There follows on the west side of the road an admirably sustained group of houses by Geoffrey Lucas, mostly built in 1908. Number 9-11 and 21-23 have rectangular bays with big three-sided windows on both floors. Numbers 13-19 have polygonal bays under overhanging triangular gables like those in Lucas Square (see below), while numbers 25-37 form a delightful crescent of paired houses linked with walls and archways (65). This crescent is at level below the road, forming an oasis of lawns and trees, while at the same time relating coherently to the road. Lucas has succeeded in eliminating all the conventional fences and walls - the ground drops directly away from the pavement. The houses are in Lucas's usual combination of creamy roughcast and strongly emphasised red brick quoins, with strongly accented bay windows under overhanging gables.

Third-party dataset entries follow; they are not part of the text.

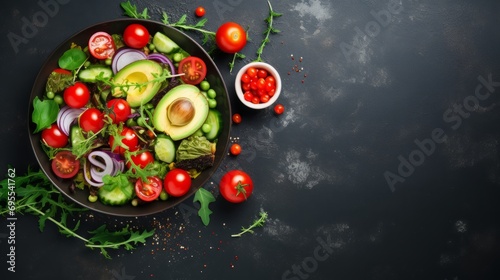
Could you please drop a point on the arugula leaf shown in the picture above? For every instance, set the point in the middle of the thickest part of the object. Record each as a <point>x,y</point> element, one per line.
<point>256,223</point>
<point>44,113</point>
<point>36,195</point>
<point>131,11</point>
<point>72,59</point>
<point>204,197</point>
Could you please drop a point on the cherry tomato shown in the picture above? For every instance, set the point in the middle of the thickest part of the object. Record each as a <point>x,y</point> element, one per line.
<point>142,159</point>
<point>279,109</point>
<point>258,85</point>
<point>177,182</point>
<point>200,11</point>
<point>101,45</point>
<point>91,120</point>
<point>65,164</point>
<point>194,69</point>
<point>235,149</point>
<point>150,190</point>
<point>120,110</point>
<point>230,37</point>
<point>236,118</point>
<point>77,95</point>
<point>236,186</point>
<point>54,137</point>
<point>129,141</point>
<point>136,36</point>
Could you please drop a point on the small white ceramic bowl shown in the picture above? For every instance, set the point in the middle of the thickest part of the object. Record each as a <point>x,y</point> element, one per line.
<point>259,65</point>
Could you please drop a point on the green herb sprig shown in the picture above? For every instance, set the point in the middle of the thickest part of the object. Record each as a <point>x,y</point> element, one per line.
<point>270,30</point>
<point>257,223</point>
<point>208,36</point>
<point>36,195</point>
<point>131,11</point>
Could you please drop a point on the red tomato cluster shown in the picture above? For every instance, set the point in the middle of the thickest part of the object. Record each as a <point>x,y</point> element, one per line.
<point>258,85</point>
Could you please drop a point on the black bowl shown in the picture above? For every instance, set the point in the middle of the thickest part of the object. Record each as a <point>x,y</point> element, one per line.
<point>117,27</point>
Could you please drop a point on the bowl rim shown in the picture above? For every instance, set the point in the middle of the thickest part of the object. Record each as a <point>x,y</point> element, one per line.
<point>268,67</point>
<point>148,208</point>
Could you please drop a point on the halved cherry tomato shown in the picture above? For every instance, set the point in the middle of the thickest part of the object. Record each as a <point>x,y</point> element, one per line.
<point>120,110</point>
<point>101,45</point>
<point>65,164</point>
<point>142,159</point>
<point>91,120</point>
<point>129,139</point>
<point>200,11</point>
<point>54,137</point>
<point>236,186</point>
<point>235,149</point>
<point>150,190</point>
<point>177,182</point>
<point>194,69</point>
<point>231,37</point>
<point>136,36</point>
<point>77,95</point>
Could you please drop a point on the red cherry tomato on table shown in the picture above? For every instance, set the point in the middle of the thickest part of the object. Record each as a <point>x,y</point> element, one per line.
<point>77,95</point>
<point>235,149</point>
<point>177,182</point>
<point>65,164</point>
<point>230,37</point>
<point>91,120</point>
<point>194,69</point>
<point>136,36</point>
<point>200,11</point>
<point>101,45</point>
<point>150,190</point>
<point>236,118</point>
<point>54,137</point>
<point>129,139</point>
<point>279,109</point>
<point>236,186</point>
<point>120,110</point>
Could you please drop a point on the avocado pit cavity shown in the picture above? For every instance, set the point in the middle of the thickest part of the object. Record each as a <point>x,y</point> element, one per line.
<point>180,112</point>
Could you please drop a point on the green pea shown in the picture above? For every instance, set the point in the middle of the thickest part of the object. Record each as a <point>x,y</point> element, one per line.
<point>205,85</point>
<point>211,93</point>
<point>206,127</point>
<point>58,99</point>
<point>212,103</point>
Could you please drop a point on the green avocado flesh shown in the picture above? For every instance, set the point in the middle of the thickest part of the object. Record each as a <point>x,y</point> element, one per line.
<point>181,112</point>
<point>138,75</point>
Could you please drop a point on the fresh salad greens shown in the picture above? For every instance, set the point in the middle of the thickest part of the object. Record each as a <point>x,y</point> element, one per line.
<point>36,195</point>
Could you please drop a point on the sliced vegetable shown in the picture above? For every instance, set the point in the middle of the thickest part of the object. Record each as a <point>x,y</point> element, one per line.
<point>116,190</point>
<point>101,164</point>
<point>66,117</point>
<point>65,165</point>
<point>124,57</point>
<point>101,45</point>
<point>91,73</point>
<point>164,44</point>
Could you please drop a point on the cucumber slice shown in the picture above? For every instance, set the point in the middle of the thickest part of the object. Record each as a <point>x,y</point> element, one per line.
<point>76,135</point>
<point>164,44</point>
<point>90,74</point>
<point>114,197</point>
<point>214,119</point>
<point>165,149</point>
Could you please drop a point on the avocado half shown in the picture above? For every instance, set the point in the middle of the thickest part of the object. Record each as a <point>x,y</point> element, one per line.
<point>181,112</point>
<point>139,72</point>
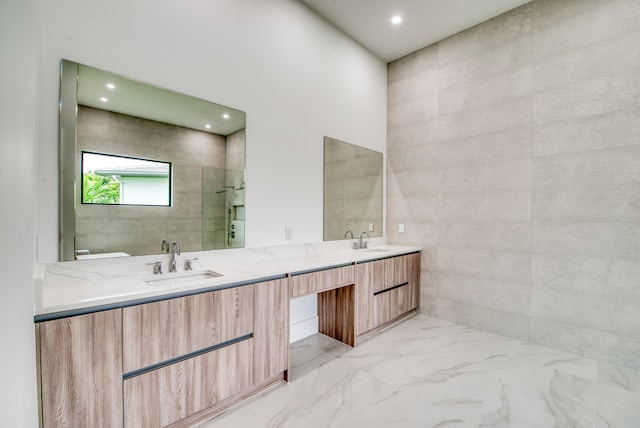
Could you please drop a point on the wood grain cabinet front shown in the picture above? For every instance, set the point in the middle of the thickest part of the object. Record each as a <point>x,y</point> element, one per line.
<point>271,330</point>
<point>154,333</point>
<point>81,370</point>
<point>387,289</point>
<point>173,395</point>
<point>322,280</point>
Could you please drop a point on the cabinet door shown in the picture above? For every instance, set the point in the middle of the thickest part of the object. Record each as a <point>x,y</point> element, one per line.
<point>369,277</point>
<point>401,292</point>
<point>81,370</point>
<point>157,332</point>
<point>178,391</point>
<point>271,329</point>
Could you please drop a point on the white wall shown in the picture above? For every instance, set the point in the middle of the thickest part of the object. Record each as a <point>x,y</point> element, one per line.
<point>19,40</point>
<point>297,78</point>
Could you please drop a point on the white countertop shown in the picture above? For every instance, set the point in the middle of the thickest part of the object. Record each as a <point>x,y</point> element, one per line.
<point>84,286</point>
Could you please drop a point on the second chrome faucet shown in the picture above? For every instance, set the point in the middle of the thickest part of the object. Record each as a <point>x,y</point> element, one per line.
<point>175,251</point>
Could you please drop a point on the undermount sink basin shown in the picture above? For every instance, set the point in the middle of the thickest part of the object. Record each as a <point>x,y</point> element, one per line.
<point>181,278</point>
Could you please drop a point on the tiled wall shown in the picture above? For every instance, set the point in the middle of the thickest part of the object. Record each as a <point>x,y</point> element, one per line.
<point>140,230</point>
<point>514,161</point>
<point>353,182</point>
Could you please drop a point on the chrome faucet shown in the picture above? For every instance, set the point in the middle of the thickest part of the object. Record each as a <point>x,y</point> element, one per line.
<point>364,244</point>
<point>175,251</point>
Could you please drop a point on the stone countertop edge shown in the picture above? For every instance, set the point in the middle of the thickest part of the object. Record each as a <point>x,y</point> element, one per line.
<point>80,297</point>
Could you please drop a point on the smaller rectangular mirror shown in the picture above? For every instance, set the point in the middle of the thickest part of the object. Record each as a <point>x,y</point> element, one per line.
<point>353,184</point>
<point>120,180</point>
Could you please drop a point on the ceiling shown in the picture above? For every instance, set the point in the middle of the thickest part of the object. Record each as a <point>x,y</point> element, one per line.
<point>139,99</point>
<point>424,21</point>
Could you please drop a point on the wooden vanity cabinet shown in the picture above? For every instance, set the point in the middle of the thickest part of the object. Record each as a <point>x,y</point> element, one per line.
<point>271,331</point>
<point>182,356</point>
<point>81,370</point>
<point>157,332</point>
<point>386,290</point>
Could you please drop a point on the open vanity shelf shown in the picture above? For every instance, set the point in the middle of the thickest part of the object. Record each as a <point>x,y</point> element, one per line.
<point>176,361</point>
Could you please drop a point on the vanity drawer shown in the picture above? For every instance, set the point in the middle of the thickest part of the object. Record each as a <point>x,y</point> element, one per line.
<point>178,391</point>
<point>323,280</point>
<point>156,332</point>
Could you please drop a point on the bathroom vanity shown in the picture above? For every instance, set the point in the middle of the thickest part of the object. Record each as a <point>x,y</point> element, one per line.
<point>180,355</point>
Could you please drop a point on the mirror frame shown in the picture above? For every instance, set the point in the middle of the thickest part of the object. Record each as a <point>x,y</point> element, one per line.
<point>66,159</point>
<point>68,182</point>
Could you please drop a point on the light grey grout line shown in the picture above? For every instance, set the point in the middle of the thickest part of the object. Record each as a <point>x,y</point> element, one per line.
<point>532,178</point>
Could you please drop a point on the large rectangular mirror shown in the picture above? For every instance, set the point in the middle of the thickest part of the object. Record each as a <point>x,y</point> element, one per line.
<point>174,163</point>
<point>353,183</point>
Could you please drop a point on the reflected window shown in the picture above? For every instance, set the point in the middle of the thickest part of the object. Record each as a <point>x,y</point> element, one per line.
<point>119,180</point>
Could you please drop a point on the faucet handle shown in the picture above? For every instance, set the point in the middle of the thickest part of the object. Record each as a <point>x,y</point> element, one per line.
<point>157,267</point>
<point>187,263</point>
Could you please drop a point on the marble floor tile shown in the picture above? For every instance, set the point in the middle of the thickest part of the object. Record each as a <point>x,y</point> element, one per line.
<point>426,372</point>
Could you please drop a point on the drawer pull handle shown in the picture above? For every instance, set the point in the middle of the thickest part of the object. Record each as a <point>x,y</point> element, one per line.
<point>390,288</point>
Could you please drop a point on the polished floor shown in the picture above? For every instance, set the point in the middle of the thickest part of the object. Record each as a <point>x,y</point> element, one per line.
<point>425,372</point>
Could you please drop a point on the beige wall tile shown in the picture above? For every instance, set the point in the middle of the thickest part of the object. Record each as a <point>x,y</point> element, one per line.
<point>591,343</point>
<point>618,277</point>
<point>608,313</point>
<point>499,265</point>
<point>493,320</point>
<point>535,152</point>
<point>484,293</point>
<point>492,235</point>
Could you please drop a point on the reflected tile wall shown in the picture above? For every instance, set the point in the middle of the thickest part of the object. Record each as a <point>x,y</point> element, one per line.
<point>140,230</point>
<point>514,161</point>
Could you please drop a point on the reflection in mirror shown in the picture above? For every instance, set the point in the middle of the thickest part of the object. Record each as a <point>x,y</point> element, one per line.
<point>119,180</point>
<point>352,190</point>
<point>103,113</point>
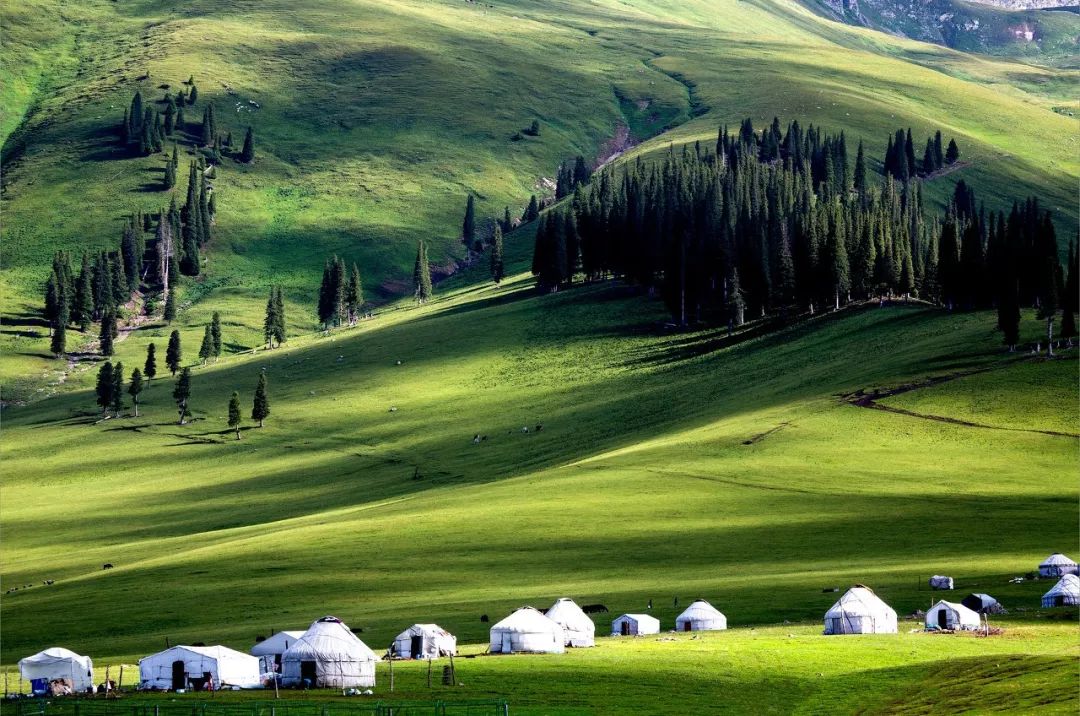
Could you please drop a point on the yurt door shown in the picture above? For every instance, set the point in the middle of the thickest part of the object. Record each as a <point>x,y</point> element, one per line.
<point>179,675</point>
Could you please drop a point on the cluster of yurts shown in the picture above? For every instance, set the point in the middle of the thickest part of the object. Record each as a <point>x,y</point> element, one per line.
<point>331,656</point>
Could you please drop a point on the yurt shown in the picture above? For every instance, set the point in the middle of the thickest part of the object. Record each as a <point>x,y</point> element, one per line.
<point>700,617</point>
<point>1057,565</point>
<point>982,604</point>
<point>270,649</point>
<point>527,630</point>
<point>199,669</point>
<point>328,656</point>
<point>860,611</point>
<point>1065,593</point>
<point>947,615</point>
<point>634,625</point>
<point>580,630</point>
<point>57,663</point>
<point>424,642</point>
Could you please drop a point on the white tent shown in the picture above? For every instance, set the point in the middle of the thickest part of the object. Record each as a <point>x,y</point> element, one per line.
<point>947,615</point>
<point>1057,565</point>
<point>860,611</point>
<point>527,630</point>
<point>634,624</point>
<point>328,656</point>
<point>1065,593</point>
<point>424,642</point>
<point>199,667</point>
<point>56,663</point>
<point>700,617</point>
<point>270,649</point>
<point>580,630</point>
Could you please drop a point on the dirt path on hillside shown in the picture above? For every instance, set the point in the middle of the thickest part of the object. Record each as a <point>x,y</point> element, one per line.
<point>864,400</point>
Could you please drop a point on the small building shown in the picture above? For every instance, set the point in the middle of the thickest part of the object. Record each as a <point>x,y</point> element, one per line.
<point>580,630</point>
<point>982,604</point>
<point>635,625</point>
<point>57,663</point>
<point>1057,565</point>
<point>199,669</point>
<point>424,642</point>
<point>701,617</point>
<point>949,616</point>
<point>1065,593</point>
<point>860,611</point>
<point>328,656</point>
<point>527,631</point>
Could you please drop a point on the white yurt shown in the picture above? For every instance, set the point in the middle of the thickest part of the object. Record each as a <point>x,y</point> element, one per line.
<point>424,642</point>
<point>860,611</point>
<point>199,667</point>
<point>527,630</point>
<point>58,663</point>
<point>270,649</point>
<point>328,656</point>
<point>947,615</point>
<point>700,617</point>
<point>580,630</point>
<point>1065,593</point>
<point>1057,565</point>
<point>635,624</point>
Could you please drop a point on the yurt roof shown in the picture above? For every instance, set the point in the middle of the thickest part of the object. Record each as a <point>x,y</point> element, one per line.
<point>527,620</point>
<point>858,602</point>
<point>329,636</point>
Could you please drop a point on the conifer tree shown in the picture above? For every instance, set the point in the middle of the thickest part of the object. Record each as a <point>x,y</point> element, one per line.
<point>135,387</point>
<point>118,388</point>
<point>206,349</point>
<point>104,388</point>
<point>469,226</point>
<point>181,393</point>
<point>260,406</point>
<point>234,413</point>
<point>150,366</point>
<point>497,269</point>
<point>247,153</point>
<point>421,274</point>
<point>215,333</point>
<point>173,352</point>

Opposite there is a much quieter backcloth of white plastered cottages. Numbers 20-22 by Bunney are similar to those in Bigwood Road, while numbers 24-42 built in 1908 are typical of the early work of Crickmer - commonplace in detail, with lean-to verandas and ground floor bay windows, but very effective as a total composition. Crickmer's finest work in the Suburb follows a few yards further on in the group of houses filling the two eastern quarters of the crossroads between Willifield Way and Temple Fortune Hill. Number 44 was designed for himself by John Fox Jones (c 1909).